More water slammed the deck, crushing Jorn over Larin as it drained. Ribs bruised, she gasped in terror, “No, lady! There is no evil aboard this ship!”
“I have seen!” the mer screeched, clutching herself and rocking on the kelp. “Do not deny the sight!”
With the next rush of water, Larin’s cheek hit the rail and hot blood pooled around her tongue. “I’m not – I don’t!” sobbed the girl. “Lady, you know it all will come to pass no matter what you do–!” Another wave dragged them back along the rail, the rope jerking them to a painful halt. “You know that! Your actions are accounted for in all you’ve seen!” It was the first axiom the mers had taught her. Everything came to pass, regardless or even because of those who’d foretold it.
“How is it you know the inner workings of the sight?” A terrible wall of water drew them up and closed over the ship, snapping battened lifeboats from their lines. Jorn’s sodden knot slipped in the onslaught, and they smashed into the galley wall as the ship broke the surface, water streaming off the deck.
Ripped from Jorn’s grasp, Larin swirled overboard, clinging to the rail for a fragile moment until the deluge plunged her beneath the roiling sea. “No!” Jorn howled, scanning the churning debris for some sign of her.
Clawing for air, the girl shrieked out, “Dynde! They taught me–!” Dashed by another crushing ridge of water, she slammed against a doomed lifeboat and tumbled in the foam. The mers, it seemed, had been wrong. She wouldn’t talk her way out of this. They were going to die.
Unsustained, the towering seaweed relapsed into the depths, and the sinking mer contemplated Larin’s claim. The most distinguished scholars had tended Dynde for millennia, and they wouldn’t have wasted their time on a land-dweller. Yet the girl’s knowledge resounded – to undermine the sight would concuss the entire fabric of existence. This evil ship, she realized, had to reach its destination.

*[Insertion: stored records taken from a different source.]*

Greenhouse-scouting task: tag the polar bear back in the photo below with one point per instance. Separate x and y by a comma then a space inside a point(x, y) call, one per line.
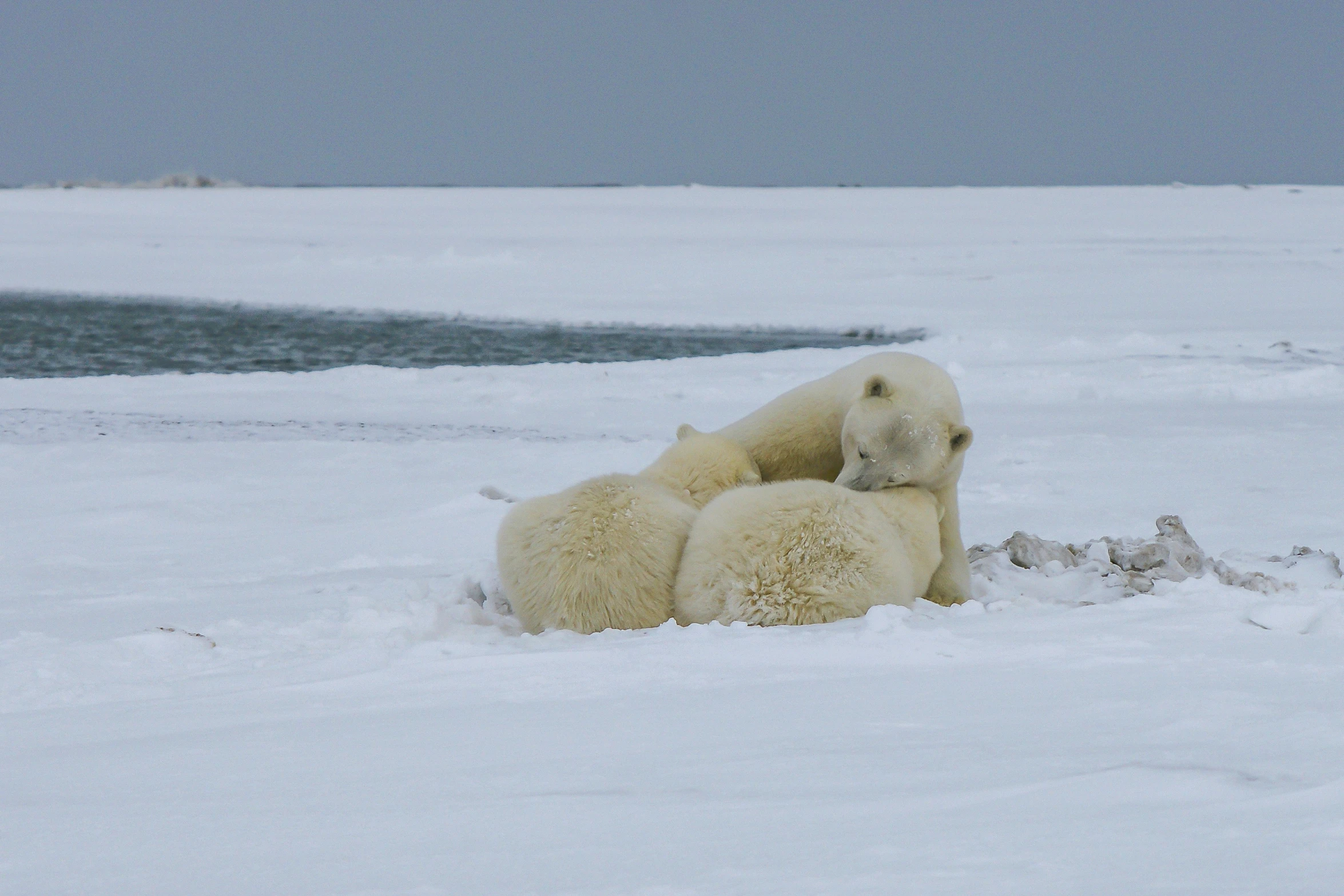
point(600, 555)
point(804, 552)
point(604, 554)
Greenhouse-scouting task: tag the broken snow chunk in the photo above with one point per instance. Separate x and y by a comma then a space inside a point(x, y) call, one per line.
point(1135, 564)
point(1285, 617)
point(1031, 552)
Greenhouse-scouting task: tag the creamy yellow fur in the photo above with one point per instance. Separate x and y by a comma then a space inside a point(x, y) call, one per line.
point(807, 551)
point(604, 554)
point(898, 409)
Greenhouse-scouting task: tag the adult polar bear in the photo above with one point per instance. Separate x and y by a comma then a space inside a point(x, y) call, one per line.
point(807, 551)
point(888, 420)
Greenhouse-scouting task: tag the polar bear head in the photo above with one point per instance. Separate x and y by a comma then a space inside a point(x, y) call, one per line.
point(703, 465)
point(892, 440)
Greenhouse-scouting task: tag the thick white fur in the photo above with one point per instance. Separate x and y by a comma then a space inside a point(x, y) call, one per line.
point(604, 554)
point(807, 551)
point(900, 410)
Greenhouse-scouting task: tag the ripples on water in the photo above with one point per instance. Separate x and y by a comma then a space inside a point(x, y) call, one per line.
point(43, 335)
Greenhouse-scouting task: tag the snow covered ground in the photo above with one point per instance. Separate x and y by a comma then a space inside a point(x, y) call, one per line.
point(238, 652)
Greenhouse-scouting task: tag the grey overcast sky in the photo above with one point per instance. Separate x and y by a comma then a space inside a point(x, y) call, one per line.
point(284, 91)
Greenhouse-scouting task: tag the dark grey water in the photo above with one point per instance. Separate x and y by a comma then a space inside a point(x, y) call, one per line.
point(43, 335)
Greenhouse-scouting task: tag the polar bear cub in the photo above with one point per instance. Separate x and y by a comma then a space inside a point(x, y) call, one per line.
point(807, 551)
point(604, 554)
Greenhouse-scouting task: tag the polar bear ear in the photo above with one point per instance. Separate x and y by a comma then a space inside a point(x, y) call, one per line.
point(877, 386)
point(959, 437)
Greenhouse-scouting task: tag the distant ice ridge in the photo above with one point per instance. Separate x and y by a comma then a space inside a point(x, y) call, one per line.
point(183, 179)
point(1108, 568)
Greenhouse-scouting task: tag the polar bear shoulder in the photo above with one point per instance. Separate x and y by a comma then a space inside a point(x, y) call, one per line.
point(807, 551)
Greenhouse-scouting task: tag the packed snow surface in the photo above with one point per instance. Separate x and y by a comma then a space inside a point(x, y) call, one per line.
point(241, 649)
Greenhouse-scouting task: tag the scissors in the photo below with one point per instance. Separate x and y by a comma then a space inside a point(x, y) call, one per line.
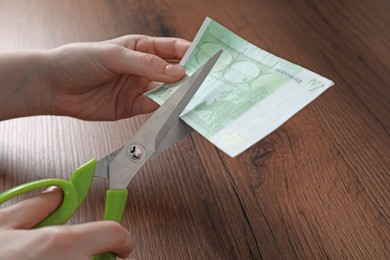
point(160, 131)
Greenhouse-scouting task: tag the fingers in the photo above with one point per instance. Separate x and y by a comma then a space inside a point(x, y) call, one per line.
point(150, 66)
point(28, 213)
point(164, 47)
point(89, 239)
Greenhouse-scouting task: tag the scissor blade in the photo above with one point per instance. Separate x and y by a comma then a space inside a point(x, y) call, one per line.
point(148, 138)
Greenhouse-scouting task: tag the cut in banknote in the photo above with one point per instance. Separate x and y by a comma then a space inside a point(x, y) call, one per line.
point(247, 95)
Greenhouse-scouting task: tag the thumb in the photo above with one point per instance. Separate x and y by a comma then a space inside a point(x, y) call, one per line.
point(29, 212)
point(150, 66)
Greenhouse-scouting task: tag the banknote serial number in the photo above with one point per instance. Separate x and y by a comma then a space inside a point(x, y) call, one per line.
point(288, 75)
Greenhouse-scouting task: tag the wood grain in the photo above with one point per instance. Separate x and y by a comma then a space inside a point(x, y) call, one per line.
point(316, 188)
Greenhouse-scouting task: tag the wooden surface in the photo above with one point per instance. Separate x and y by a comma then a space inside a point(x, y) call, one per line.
point(316, 188)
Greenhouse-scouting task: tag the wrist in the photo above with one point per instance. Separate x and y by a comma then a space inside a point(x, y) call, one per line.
point(25, 79)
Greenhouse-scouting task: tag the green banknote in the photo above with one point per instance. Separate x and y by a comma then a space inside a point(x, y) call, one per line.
point(247, 95)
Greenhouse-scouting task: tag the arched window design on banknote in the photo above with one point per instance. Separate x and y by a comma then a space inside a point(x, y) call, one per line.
point(242, 77)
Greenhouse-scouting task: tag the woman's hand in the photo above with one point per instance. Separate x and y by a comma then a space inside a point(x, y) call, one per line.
point(56, 242)
point(91, 81)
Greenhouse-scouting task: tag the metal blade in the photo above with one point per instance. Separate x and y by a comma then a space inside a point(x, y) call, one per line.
point(178, 131)
point(146, 141)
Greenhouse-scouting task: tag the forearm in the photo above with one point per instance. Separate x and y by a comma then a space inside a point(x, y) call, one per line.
point(23, 81)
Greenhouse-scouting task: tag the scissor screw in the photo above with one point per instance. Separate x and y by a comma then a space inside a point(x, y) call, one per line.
point(136, 153)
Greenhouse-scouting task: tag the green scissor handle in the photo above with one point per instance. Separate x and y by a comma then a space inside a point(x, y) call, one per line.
point(74, 191)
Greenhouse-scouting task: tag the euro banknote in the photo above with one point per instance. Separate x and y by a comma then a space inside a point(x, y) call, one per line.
point(248, 94)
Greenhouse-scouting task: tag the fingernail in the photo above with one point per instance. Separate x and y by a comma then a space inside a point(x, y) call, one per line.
point(174, 70)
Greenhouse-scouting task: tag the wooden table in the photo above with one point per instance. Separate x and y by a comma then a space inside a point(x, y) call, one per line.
point(316, 188)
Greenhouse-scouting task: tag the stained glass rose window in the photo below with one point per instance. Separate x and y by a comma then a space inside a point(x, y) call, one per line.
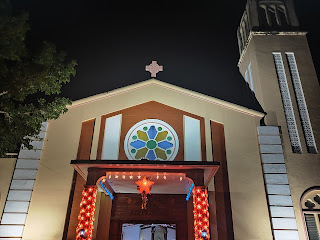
point(151, 139)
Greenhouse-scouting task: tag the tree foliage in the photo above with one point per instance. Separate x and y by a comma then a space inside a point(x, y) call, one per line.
point(30, 81)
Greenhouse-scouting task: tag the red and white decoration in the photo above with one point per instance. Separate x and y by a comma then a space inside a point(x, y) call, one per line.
point(86, 216)
point(200, 213)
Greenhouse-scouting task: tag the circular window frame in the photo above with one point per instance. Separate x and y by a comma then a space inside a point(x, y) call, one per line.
point(150, 122)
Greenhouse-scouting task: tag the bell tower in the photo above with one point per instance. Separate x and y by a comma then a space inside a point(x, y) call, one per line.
point(276, 63)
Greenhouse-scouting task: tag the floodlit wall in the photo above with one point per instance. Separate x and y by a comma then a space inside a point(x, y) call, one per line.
point(49, 201)
point(303, 169)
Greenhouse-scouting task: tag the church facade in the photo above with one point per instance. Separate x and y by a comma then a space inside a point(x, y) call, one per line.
point(155, 161)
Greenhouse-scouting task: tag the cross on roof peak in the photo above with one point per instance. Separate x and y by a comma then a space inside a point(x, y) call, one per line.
point(154, 68)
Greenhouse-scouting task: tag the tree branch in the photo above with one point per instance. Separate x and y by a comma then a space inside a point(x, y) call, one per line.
point(6, 113)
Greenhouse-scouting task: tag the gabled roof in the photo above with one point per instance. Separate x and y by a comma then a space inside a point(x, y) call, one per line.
point(155, 82)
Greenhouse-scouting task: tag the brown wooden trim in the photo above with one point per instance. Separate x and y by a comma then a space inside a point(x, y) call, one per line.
point(66, 224)
point(221, 182)
point(103, 226)
point(101, 133)
point(85, 142)
point(171, 115)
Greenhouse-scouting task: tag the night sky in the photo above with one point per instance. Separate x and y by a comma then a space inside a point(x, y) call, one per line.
point(195, 41)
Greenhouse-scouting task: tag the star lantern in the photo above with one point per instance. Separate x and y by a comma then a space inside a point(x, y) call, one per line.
point(144, 187)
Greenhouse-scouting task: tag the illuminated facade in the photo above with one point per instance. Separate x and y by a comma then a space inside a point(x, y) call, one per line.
point(218, 170)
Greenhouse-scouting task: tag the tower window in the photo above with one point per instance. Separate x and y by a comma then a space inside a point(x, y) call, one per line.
point(287, 104)
point(302, 105)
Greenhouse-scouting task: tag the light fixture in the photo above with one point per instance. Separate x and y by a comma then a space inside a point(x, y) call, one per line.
point(204, 234)
point(82, 233)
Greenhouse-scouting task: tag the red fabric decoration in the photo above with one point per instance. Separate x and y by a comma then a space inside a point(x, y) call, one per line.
point(200, 212)
point(87, 210)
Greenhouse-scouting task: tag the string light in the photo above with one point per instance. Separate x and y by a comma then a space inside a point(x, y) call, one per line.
point(200, 212)
point(106, 190)
point(189, 193)
point(86, 215)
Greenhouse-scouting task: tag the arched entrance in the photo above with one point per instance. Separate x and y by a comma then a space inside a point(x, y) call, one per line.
point(168, 204)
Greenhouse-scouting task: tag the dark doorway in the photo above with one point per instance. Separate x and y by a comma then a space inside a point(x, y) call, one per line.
point(154, 231)
point(164, 211)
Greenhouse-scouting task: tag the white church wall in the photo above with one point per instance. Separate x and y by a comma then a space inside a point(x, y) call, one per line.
point(54, 177)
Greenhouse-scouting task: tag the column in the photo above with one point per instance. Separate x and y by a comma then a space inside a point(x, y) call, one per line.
point(86, 215)
point(200, 212)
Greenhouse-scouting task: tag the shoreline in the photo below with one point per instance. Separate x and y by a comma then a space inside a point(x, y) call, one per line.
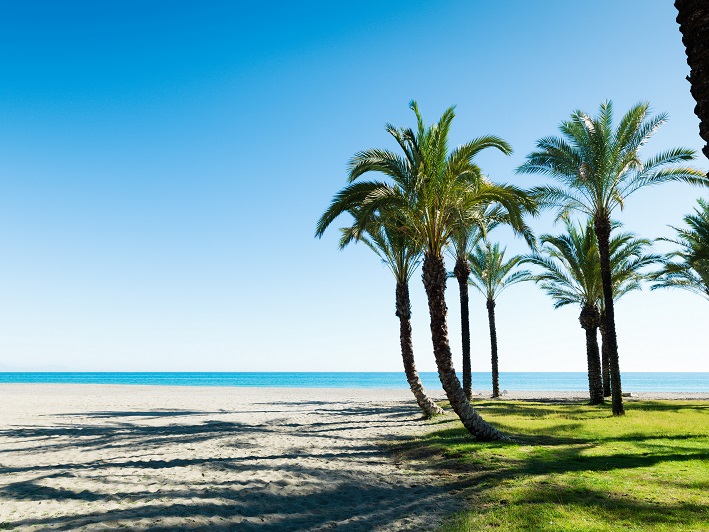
point(91, 457)
point(380, 394)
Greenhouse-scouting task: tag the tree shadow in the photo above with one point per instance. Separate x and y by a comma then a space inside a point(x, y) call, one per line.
point(128, 468)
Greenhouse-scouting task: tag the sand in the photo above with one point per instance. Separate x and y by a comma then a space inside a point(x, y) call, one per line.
point(93, 457)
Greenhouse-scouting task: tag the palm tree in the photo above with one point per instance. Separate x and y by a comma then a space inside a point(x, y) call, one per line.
point(571, 274)
point(490, 275)
point(693, 20)
point(402, 258)
point(431, 191)
point(692, 271)
point(628, 258)
point(599, 166)
point(464, 239)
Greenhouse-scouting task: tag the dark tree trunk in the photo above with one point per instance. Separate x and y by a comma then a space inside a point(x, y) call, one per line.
point(693, 20)
point(602, 226)
point(605, 362)
point(403, 311)
point(493, 347)
point(462, 272)
point(434, 280)
point(589, 319)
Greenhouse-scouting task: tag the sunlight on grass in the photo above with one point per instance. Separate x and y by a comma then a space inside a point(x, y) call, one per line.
point(576, 467)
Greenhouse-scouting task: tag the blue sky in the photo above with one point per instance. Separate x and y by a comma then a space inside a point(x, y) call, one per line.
point(162, 166)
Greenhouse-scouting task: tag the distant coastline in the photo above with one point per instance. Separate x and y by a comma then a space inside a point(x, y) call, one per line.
point(513, 381)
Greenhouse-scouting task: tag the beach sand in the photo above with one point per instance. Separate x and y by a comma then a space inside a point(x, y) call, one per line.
point(103, 456)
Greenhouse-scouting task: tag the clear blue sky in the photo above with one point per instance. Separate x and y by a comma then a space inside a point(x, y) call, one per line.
point(163, 164)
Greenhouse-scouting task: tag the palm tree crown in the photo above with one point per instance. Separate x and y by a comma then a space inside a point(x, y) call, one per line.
point(691, 272)
point(599, 166)
point(432, 191)
point(490, 274)
point(571, 268)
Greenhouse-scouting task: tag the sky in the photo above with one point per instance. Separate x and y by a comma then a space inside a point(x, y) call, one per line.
point(163, 165)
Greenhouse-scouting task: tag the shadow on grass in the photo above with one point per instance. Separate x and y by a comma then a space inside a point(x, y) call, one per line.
point(537, 478)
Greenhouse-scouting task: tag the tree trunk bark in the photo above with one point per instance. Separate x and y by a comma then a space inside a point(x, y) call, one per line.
point(602, 226)
point(589, 319)
point(434, 280)
point(403, 311)
point(493, 347)
point(462, 272)
point(693, 20)
point(605, 363)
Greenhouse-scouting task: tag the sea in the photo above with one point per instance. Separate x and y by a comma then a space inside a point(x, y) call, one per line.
point(511, 381)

At a slash of the mer’s webbed arms, the waves collapsed and the horizon leveled. Slipping from the loose tangle of kelp, she vanished beneath the calm seas and left the crippled ship listing in the red sunset. The moment Larin’s unmoving form broke the littered surface, Jorn dove from the stern and paddled for her, relief flooding him when she began to cough. The left side of her face was a purple mess, her body mottled with bruises and scrapes, but she gulped down great starving breaths between her fits of choking.
Jorn wedged her onto a chunk of splintered lifeboat, floating beside her until the ship’s skeptical crew emerged from the hold. Their manic cheers rang through the evening air, and Jorn shouted to them for help before relenting to his own exultation. “I guess you talk her out of it after all.” Squeezing Larin’s hand, he relished the gentle pressure she returned, her weary chuckle drifting back to him like a secret on the breeze.